IRR or Internal Rate of Return
IRR is a special application of the logic behind NPV or Net Present Value calculations. It is a commonly used concept in project and investment analysis, including capital budgeting. The IRR of a project or investment is the discount rate that results in an NPV of zero.
Computing the IRR is a way to analyze an investment for which anticipated (or actual) returns vary from year to year or period to period. Except for debt instruments that yield a constant rate of return over their lives, such variation is the norm. The IRR methodology is a device to derive a single, average compound rate of return from such a scenario.
If the actual discount rate (which is the theoretic cost of funds to the company or investor in question) is lower than the IRR, the project or investment should be undertaken. It is the decision-making rule of thumb used when IRR is employed as an analytic tool for evaluating projects or investments.
Simple Numeric Example
You make a loan of $1,000 to someone. Per the terms of the loan, you will receive an interest payment of 11% ($110) at the end of the first year, and a 20% interest payment ($200) at the conclusion of the second year, at which time you also will receive your $1,000 principal back.
Your IRR, or Internal Rate of Return, on this loan, would be 15.1825%.
Here is the proof of that result:
The present value of $110 is $95.50, given a discount rate of 15.1825%.
That is, $110 / 1.151825 = $95.50
Meanwhile, the present value of $1,200 is $904.50, given a discount rate of 15.1825%.
Specifically, $1,200 / ((1.151825)^2) = $904.50
And, $95.50 + $904.50 = $1,000.00
The HP12c Financial Calculator is a classic tool, still in widespread use, for the computation of IRR, or Internal Rate of Return. Moreover, most spreadsheet programs, such as Microsoft Excel, offer the facility to calculate it.
Uses of IRR
Internal Rate of Return is, as noted earlier, a time-honored tool in various areas of finance. In a project analysis, for example, it is often used to determine whether a given project should be undertaken. However, as detailed in the next section, the use of IRR in such a forward-looking fashion has the limitation of being applied to forecasted figures, which may or may not come to fruition.
In a backward-looking fashion, IRR is used to assess the actual performance of investments. Investment funds, particularly hedge funds, habitually quote it as a key indicator of their track records.
In general, IRR is a commonly-used metric to assess actual or potential investments in which the returns have varied or are expected to vary over time. In the simple numeric example above, the potential lender is receiving an average compound annual return of 15.18% on his or her money and should compare this to other investment opportunities to judge its desirability.
Limitations of IRR Analysis
Projected or forecasted returns may not materialize as anticipated.
A project or investment with a lower anticipated IRR may be preferable if that lower IRR can be earned on a larger principal amount.
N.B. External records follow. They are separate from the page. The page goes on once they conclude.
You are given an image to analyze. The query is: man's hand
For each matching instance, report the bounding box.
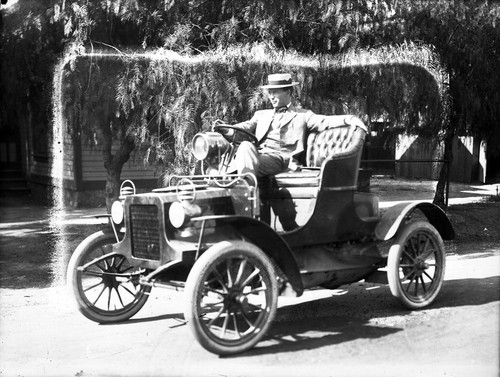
[212,119,234,137]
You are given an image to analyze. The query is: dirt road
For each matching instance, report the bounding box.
[0,182,500,377]
[0,249,500,377]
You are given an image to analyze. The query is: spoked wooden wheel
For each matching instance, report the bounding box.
[184,241,278,355]
[387,221,446,309]
[67,232,151,323]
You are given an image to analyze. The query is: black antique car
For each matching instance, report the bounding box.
[67,116,454,355]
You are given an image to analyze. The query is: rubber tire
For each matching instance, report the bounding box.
[66,231,151,323]
[387,221,446,310]
[184,241,278,355]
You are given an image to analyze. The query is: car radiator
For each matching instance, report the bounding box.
[130,204,160,260]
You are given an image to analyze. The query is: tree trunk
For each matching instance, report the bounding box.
[103,129,135,213]
[433,127,455,208]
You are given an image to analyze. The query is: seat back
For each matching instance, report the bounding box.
[306,125,366,168]
[306,125,366,188]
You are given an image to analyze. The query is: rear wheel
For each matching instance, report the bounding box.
[184,241,278,355]
[67,231,151,323]
[387,221,446,309]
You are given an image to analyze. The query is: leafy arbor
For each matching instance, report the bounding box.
[2,0,500,204]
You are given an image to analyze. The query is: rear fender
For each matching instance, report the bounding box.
[209,216,304,296]
[375,202,455,241]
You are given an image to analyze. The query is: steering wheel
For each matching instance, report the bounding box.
[213,123,259,145]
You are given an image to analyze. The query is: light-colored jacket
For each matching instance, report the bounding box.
[235,105,362,164]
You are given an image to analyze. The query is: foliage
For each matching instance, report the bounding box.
[58,44,446,179]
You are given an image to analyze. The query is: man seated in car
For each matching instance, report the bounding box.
[220,73,362,185]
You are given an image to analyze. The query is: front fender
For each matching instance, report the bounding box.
[375,202,455,241]
[203,216,304,296]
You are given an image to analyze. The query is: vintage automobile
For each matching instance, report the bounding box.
[67,118,454,355]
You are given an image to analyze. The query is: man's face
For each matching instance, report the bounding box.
[267,88,292,109]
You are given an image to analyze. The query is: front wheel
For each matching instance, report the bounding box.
[67,231,151,323]
[387,221,446,309]
[184,241,278,355]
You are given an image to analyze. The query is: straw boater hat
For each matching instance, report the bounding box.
[261,73,299,89]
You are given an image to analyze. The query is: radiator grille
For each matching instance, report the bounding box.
[130,204,160,260]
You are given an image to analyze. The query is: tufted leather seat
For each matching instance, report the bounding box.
[271,125,366,191]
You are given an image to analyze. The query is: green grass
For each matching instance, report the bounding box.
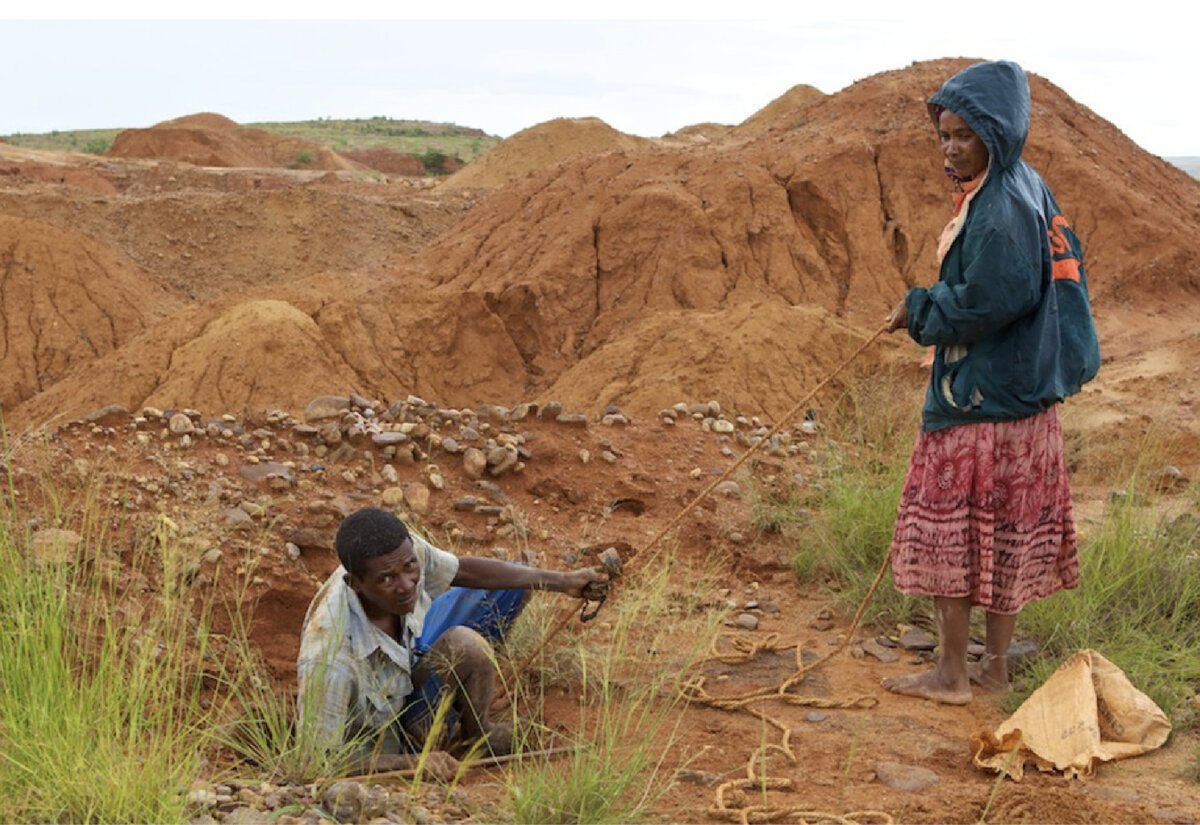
[1012,482,1200,729]
[508,544,721,823]
[790,369,929,628]
[0,486,222,823]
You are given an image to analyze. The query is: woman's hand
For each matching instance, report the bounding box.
[887,299,908,332]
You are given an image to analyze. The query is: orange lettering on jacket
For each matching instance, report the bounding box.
[1046,215,1079,283]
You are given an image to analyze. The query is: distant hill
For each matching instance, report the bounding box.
[1163,155,1200,177]
[0,118,500,162]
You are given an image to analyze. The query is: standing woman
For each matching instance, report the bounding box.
[883,62,1100,704]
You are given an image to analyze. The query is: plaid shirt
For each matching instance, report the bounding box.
[296,536,458,752]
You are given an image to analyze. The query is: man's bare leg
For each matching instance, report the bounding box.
[882,596,971,705]
[413,626,512,755]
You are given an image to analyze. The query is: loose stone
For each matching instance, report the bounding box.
[733,613,758,631]
[304,396,350,421]
[875,761,941,791]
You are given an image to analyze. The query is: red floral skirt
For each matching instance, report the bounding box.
[892,405,1079,614]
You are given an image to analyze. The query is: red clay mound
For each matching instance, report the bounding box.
[8,280,524,423]
[734,83,826,134]
[442,118,654,188]
[410,60,1200,411]
[151,112,239,132]
[107,113,361,171]
[0,216,180,414]
[0,161,116,194]
[9,60,1200,434]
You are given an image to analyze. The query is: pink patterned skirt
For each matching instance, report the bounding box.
[892,404,1079,615]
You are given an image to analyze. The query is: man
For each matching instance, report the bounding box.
[298,507,605,776]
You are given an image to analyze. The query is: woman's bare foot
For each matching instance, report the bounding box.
[967,654,1008,693]
[880,670,971,705]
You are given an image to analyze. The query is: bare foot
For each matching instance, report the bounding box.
[967,654,1008,693]
[880,670,971,705]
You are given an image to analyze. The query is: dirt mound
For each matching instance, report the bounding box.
[734,83,826,133]
[659,124,733,146]
[0,216,181,417]
[107,113,361,171]
[0,60,1200,458]
[442,118,654,188]
[151,112,240,132]
[341,149,430,177]
[0,161,116,194]
[410,61,1200,419]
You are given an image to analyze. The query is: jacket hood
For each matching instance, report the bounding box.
[928,60,1030,169]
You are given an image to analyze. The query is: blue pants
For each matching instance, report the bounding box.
[400,588,527,730]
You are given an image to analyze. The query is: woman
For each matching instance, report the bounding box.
[883,62,1099,704]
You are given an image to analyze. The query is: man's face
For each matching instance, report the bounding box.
[937,109,988,180]
[350,538,421,616]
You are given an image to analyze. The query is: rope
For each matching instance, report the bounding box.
[505,325,894,825]
[680,542,894,825]
[505,324,888,685]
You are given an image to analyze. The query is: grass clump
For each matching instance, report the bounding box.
[508,551,720,823]
[1012,483,1200,729]
[0,499,220,823]
[793,372,928,626]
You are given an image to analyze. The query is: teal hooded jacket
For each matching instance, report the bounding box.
[905,62,1100,432]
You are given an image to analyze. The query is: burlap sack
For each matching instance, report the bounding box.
[971,650,1171,779]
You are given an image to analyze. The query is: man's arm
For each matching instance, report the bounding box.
[451,556,606,598]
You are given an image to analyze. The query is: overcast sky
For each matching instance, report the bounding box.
[0,0,1200,157]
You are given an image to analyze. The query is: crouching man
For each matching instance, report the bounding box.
[298,507,607,776]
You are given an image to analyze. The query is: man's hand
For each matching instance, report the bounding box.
[887,299,908,332]
[559,567,608,598]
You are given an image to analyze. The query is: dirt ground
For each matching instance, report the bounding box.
[0,54,1200,823]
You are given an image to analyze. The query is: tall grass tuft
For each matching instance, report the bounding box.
[793,364,928,625]
[508,544,720,823]
[1012,484,1200,729]
[0,495,225,823]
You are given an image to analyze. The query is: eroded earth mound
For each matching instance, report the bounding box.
[0,60,1200,823]
[0,60,1200,467]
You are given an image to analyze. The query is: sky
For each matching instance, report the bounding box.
[0,0,1200,157]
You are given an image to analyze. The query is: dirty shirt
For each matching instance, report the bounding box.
[296,535,458,753]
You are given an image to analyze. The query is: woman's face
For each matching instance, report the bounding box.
[937,109,988,179]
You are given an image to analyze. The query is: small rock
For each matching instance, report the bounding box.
[875,761,941,791]
[733,613,758,631]
[187,788,217,808]
[899,627,937,650]
[462,447,487,478]
[862,639,900,664]
[403,483,430,516]
[713,481,742,499]
[167,413,196,435]
[304,396,350,421]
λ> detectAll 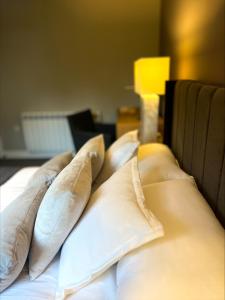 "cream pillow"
[0,153,72,291]
[76,134,105,180]
[93,130,140,191]
[116,179,225,300]
[58,158,163,299]
[138,144,193,186]
[29,156,92,279]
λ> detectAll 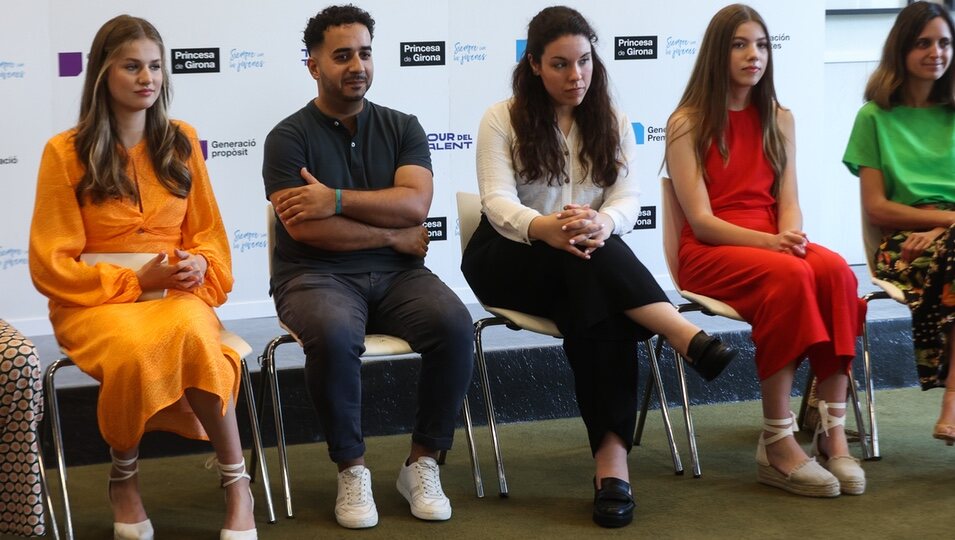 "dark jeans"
[274,268,474,463]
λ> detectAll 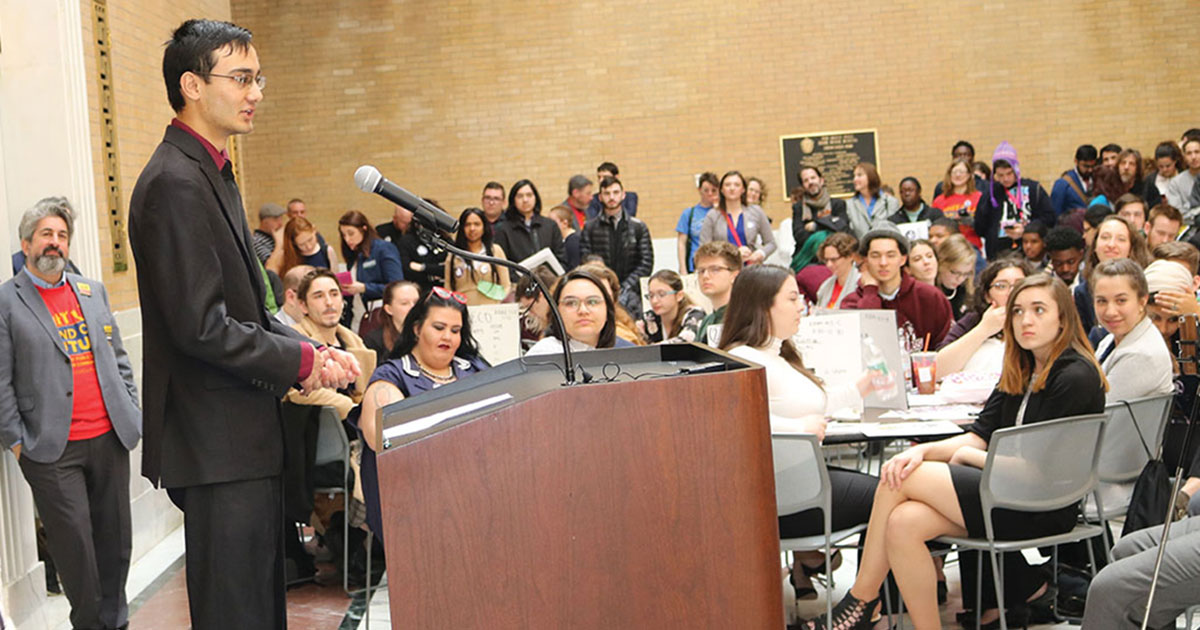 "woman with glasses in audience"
[937,234,977,319]
[641,269,704,343]
[700,170,775,265]
[444,208,511,306]
[362,280,421,365]
[815,232,859,311]
[720,265,878,599]
[934,160,991,250]
[526,265,634,356]
[937,256,1033,377]
[808,274,1108,630]
[272,216,337,277]
[347,287,488,538]
[1075,215,1150,332]
[905,239,944,287]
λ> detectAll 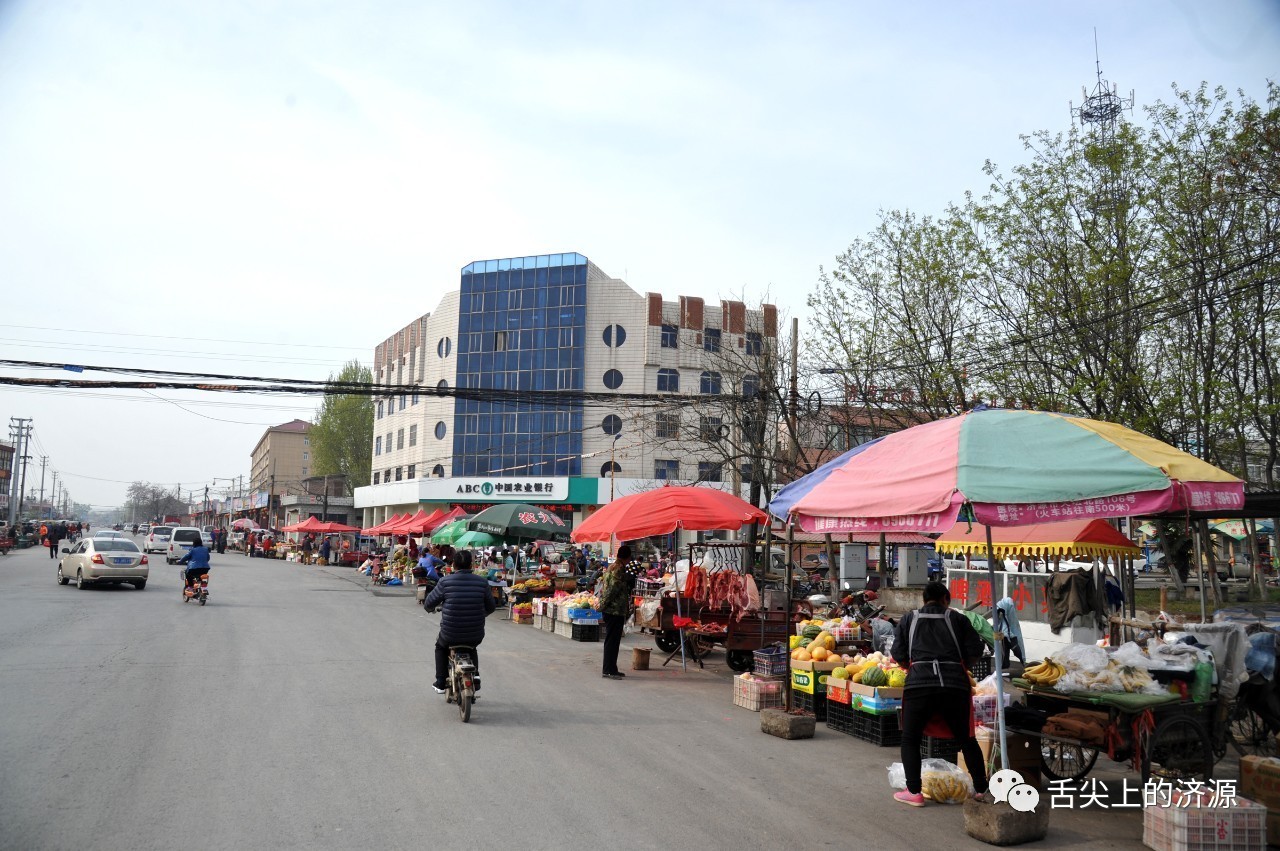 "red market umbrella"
[572,485,769,544]
[425,505,467,535]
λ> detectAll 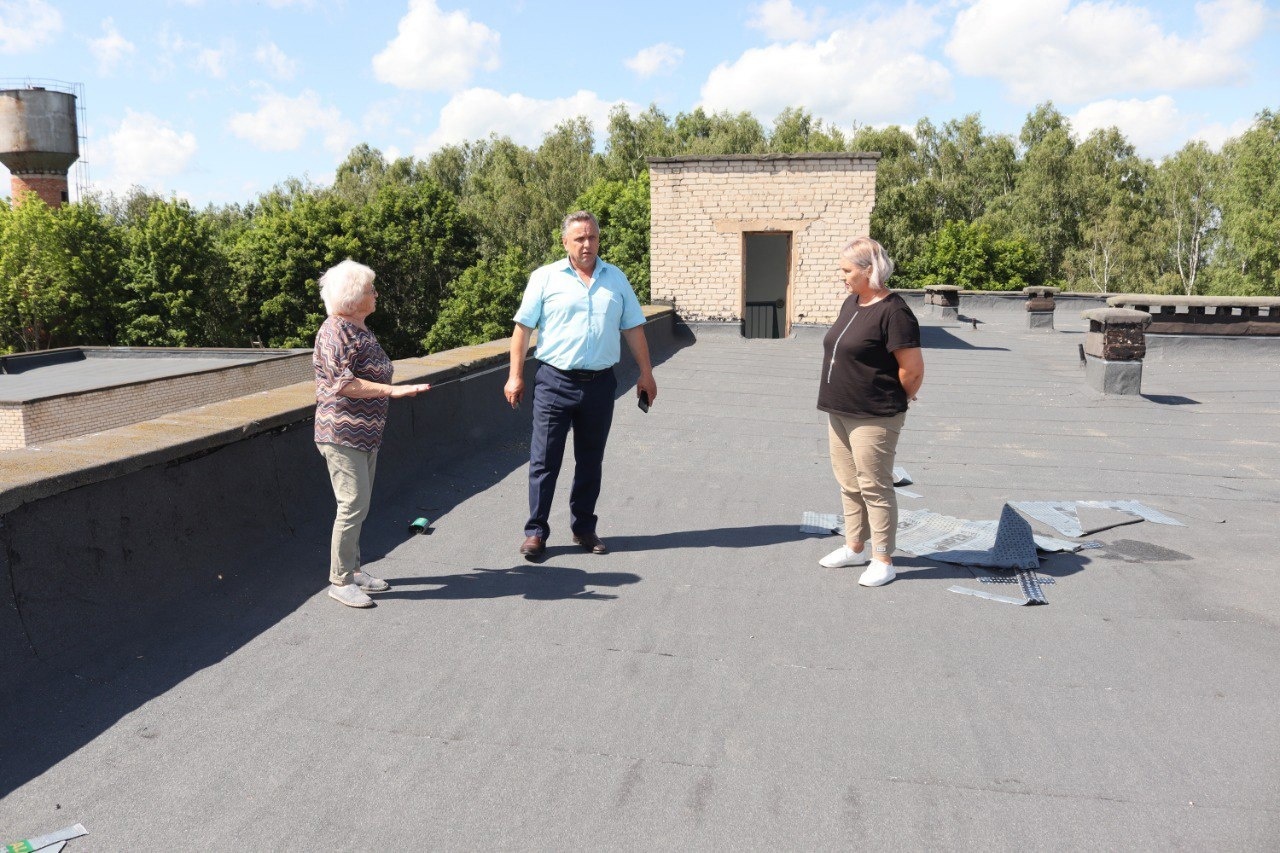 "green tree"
[769,106,849,154]
[603,105,678,181]
[353,177,476,359]
[333,142,387,205]
[915,222,1044,291]
[996,104,1080,280]
[1155,142,1221,296]
[422,246,532,352]
[672,106,768,155]
[573,172,649,304]
[1211,110,1280,296]
[229,179,358,347]
[850,126,937,272]
[119,199,224,347]
[1062,128,1158,292]
[0,197,122,352]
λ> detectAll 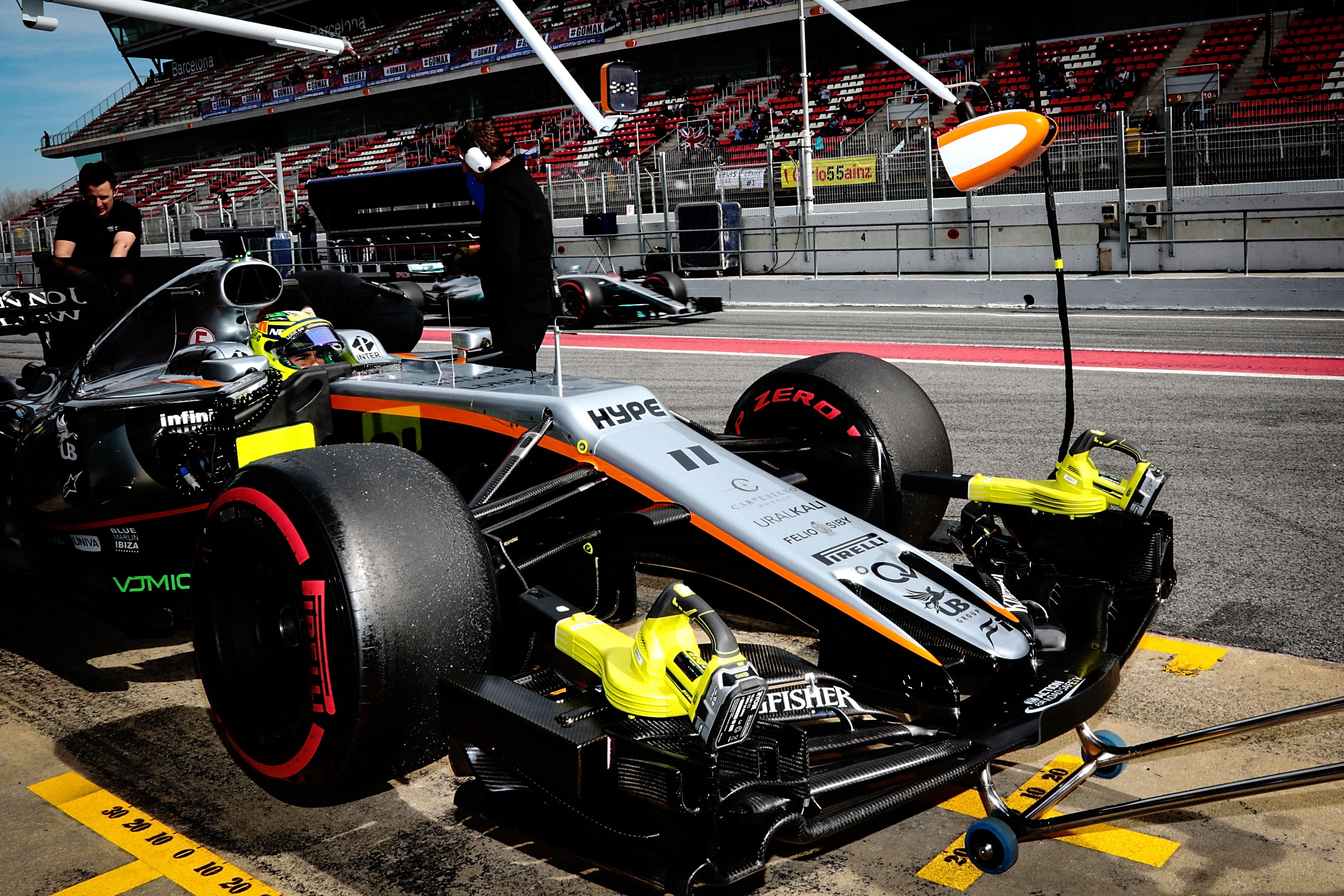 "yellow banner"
[779,156,878,190]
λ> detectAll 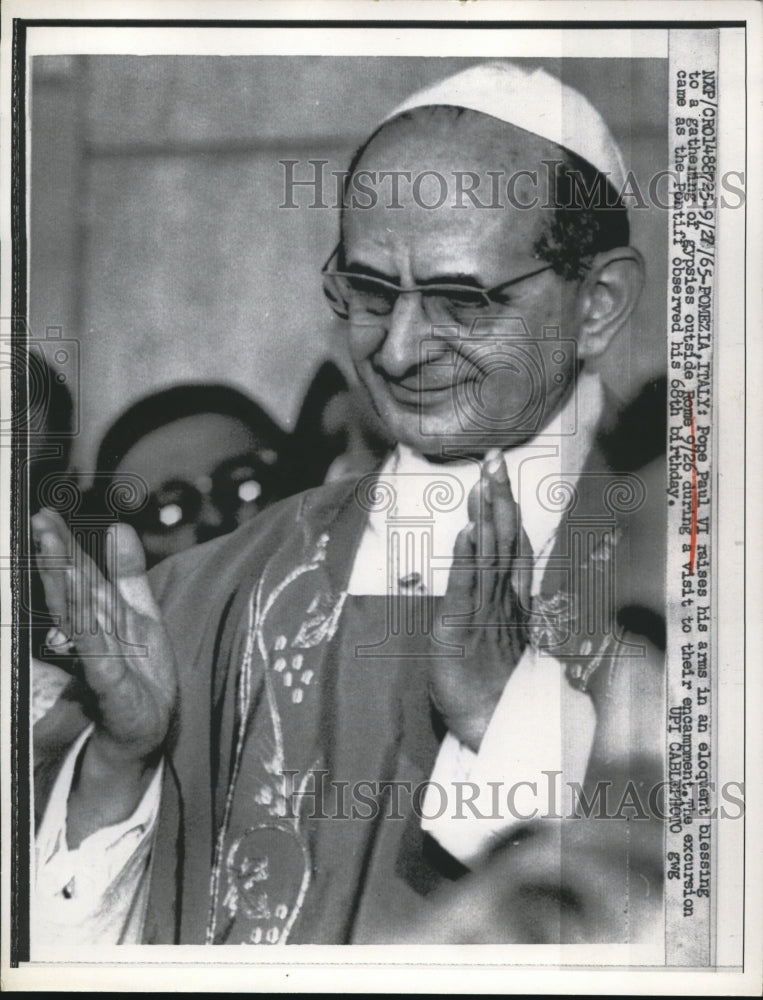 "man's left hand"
[430,451,532,752]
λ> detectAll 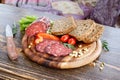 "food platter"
[22,34,102,69]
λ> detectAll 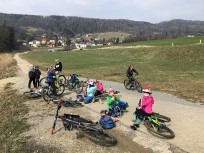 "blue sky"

For example, an opportunity to earn 30% on a $100,000 investment brings greater absolute rewards than 40% on $1,000.
A project or investment with a lower anticipated IRR may be preferable if that lower IRR can be earned for a longer period. For example, earning a compounded 30% over four years, which nearly triples your investment, arguably is a better alternative than earning 40% for just one year and having highly uncertain prospects for reinvestment after that.
The overall IRR of an investment portfolio is not the average of the IRRs on each project, security or investment therein. Rather, the overall IRR of a portfolio with high initial returns of capital typically is greater than the overall IRR of a portfolio in which most gains come later, even if the latter has greater total gains over time. Thus, private equity managers often seek to produce a higher IRR on an investment portfolio by cashing out winning investments early while keeping losing investments longer.
Also Known As - Internal Rate of Return, Hurdle Rate, Compound Rate of Return, Compound Interest.